超越过度拒绝：面向LLM夸大性拒绝的场景化诊断与后处理缓解方法 (Beyond Over-Refusal: Scenario-Based Diagnostics and Post-Hoc Mitigation for Exaggerated Refusals in LLMs)

Large language models (LLMs) frequently produce false refusals, declining benign requests that contain terms resembling unsafe queries. We address this challenge by introducing two comprehensive benchmarks: the Exaggerated Safety Benchmark (XSB) for single-turn prompts, annotated with "Focus" keywords that identify refusal-inducing triggers, and the Multi-turn Scenario-based Exaggerated Safety Benchmark (MS-XSB), which systematically evaluates refusal calibration in realistic, context-rich dialog settings. Our benchmarks reveal that exaggerated refusals persist across diverse recent LLMs and are especially pronounced in complex, multi-turn scenarios. To mitigate these failures, we leverage post-hoc explanation methods to identify refusal triggers and deploy three lightweight, model-agnostic approaches, ignore-word instructions, prompt rephrasing, and attention steering, at inference time, all without retraining or parameter access. Experiments on four instruction-tuned Llama models demonstrate that these strategies substantially improve compliance on safe prompts while maintaining robust safety protections. Our findings establish a reproducible framework for diagnosing and mitigating exaggerated refusals, highlighting practical pathways to safer and more helpful LLM deployments.

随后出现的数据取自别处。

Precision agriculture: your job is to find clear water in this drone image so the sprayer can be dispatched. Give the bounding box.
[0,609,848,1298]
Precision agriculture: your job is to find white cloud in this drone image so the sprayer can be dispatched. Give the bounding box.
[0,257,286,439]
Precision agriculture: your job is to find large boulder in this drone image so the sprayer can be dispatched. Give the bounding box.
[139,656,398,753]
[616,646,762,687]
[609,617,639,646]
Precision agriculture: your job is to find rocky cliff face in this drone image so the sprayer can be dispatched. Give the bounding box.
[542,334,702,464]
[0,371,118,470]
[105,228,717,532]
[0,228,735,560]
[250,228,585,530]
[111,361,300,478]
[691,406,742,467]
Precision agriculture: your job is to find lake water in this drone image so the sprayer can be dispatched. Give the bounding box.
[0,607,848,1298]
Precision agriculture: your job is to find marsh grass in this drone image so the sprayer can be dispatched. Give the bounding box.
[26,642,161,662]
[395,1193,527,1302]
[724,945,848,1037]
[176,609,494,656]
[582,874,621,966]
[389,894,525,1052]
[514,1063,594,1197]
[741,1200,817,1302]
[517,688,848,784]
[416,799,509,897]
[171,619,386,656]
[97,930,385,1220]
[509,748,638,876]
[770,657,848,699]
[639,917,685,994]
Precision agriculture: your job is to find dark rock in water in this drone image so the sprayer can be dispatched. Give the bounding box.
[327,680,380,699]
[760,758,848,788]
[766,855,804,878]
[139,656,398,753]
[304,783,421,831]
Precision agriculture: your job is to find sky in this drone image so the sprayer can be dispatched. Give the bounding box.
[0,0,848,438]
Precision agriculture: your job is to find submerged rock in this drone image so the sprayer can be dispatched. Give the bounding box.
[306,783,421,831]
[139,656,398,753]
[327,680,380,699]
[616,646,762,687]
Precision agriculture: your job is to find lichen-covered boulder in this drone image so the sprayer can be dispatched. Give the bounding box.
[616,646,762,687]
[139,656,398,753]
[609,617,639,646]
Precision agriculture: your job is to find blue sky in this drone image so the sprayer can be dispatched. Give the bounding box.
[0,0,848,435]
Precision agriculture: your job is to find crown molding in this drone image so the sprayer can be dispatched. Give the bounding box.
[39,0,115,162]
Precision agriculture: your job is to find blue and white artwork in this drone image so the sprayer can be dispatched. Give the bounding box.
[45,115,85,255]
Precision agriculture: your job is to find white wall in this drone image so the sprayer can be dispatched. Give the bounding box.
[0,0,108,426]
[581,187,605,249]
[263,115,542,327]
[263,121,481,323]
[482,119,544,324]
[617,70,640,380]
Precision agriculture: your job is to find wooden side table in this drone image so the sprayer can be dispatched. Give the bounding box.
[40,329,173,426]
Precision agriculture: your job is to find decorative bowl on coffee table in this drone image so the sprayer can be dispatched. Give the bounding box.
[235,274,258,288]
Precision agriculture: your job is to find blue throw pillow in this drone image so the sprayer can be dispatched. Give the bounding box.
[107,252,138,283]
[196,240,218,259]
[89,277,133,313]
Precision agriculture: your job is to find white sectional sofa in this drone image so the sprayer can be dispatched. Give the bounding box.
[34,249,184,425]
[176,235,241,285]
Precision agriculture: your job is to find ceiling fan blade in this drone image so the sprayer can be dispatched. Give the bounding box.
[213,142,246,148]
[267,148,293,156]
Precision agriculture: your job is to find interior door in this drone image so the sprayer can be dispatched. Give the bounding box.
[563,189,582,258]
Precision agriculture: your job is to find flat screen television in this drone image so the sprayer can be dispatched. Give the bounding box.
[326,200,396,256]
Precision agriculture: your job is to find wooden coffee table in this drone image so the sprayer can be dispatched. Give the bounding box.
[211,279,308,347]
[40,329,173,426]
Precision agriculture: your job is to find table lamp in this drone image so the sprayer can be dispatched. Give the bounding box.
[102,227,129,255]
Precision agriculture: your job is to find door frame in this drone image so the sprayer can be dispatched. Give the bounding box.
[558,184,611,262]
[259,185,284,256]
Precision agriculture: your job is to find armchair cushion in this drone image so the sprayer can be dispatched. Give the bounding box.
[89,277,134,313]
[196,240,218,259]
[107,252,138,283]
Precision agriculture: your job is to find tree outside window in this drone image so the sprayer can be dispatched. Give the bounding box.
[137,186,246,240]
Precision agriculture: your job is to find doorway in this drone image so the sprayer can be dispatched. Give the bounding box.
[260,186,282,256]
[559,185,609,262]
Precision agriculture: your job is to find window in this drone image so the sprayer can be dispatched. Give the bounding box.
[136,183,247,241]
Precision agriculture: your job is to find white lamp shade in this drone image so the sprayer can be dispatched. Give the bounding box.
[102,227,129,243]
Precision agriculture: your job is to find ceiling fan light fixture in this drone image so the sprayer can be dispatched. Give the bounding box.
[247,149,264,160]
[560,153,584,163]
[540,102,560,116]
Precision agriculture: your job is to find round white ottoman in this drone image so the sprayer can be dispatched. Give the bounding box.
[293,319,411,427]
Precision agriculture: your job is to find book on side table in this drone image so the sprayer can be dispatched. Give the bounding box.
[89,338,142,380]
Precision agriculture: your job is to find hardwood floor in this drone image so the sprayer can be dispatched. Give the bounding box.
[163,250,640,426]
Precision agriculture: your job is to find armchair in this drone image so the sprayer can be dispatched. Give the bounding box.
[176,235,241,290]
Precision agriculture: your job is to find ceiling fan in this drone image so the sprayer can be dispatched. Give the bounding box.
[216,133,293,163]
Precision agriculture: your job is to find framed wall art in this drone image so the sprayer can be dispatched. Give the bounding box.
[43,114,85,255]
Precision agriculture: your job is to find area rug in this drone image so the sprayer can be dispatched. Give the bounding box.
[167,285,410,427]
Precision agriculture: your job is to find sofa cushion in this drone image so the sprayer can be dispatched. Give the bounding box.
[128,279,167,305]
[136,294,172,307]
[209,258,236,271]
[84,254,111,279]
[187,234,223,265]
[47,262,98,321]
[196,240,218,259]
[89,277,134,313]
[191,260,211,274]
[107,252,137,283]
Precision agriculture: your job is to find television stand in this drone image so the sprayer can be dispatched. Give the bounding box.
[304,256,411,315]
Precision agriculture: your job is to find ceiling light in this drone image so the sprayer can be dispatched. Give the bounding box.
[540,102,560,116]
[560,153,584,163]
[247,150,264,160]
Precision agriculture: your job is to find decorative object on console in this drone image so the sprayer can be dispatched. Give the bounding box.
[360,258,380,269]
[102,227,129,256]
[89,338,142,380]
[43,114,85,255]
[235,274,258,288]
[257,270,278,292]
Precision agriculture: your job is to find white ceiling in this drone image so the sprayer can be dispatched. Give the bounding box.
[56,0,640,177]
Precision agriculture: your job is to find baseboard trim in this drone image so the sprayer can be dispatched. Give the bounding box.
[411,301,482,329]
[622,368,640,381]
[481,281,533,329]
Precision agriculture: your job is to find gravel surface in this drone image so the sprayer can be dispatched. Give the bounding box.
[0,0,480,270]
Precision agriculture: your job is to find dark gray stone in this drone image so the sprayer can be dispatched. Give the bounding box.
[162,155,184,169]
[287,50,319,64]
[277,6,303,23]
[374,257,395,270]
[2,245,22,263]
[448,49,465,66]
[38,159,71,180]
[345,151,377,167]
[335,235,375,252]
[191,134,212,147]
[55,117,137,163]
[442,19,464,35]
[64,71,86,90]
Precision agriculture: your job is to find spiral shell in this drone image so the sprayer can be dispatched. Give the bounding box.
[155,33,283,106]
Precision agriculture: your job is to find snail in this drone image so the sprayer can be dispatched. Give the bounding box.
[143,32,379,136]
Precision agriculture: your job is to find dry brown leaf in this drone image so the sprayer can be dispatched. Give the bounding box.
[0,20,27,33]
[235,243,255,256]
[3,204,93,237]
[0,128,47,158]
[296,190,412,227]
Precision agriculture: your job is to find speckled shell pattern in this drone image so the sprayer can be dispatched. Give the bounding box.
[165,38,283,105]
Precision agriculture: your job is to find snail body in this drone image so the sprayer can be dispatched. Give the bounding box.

翻译：大语言模型（LLMs）常产生虚假拒绝，即对包含类似不安全查询术语的良性请求予以拒绝。针对此问题，我们引入两个综合性基准：面向单轮提示的夸大安全基准（XSB），其标注了用于识别触发拒绝的“焦点”关键词；以及多轮场景化夸大安全基准（MS-XSB），系统评估现实复杂对话场景中的拒绝校准。我们的基准测试表明，夸大性拒绝在近期多种LLMs中普遍存在，且在复杂多轮场景中尤为显著。为缓解此类问题，我们利用后处理解释方法定位拒绝触发因素，并在推理时部署三种轻量级、模型无关的干预策略——忽略词指令、提示重述与注意力引导，且无需重新训练或访问模型参数。在四个经过指令微调的Llama模型上的实验表明，这些策略能显著提升对安全提示的遵从性，同时保持稳健的安全防护。本研究建立了一套可复现的诊断与缓解夸大性拒绝的框架，为更安全、更有助益的LLM部署指明了实用路径。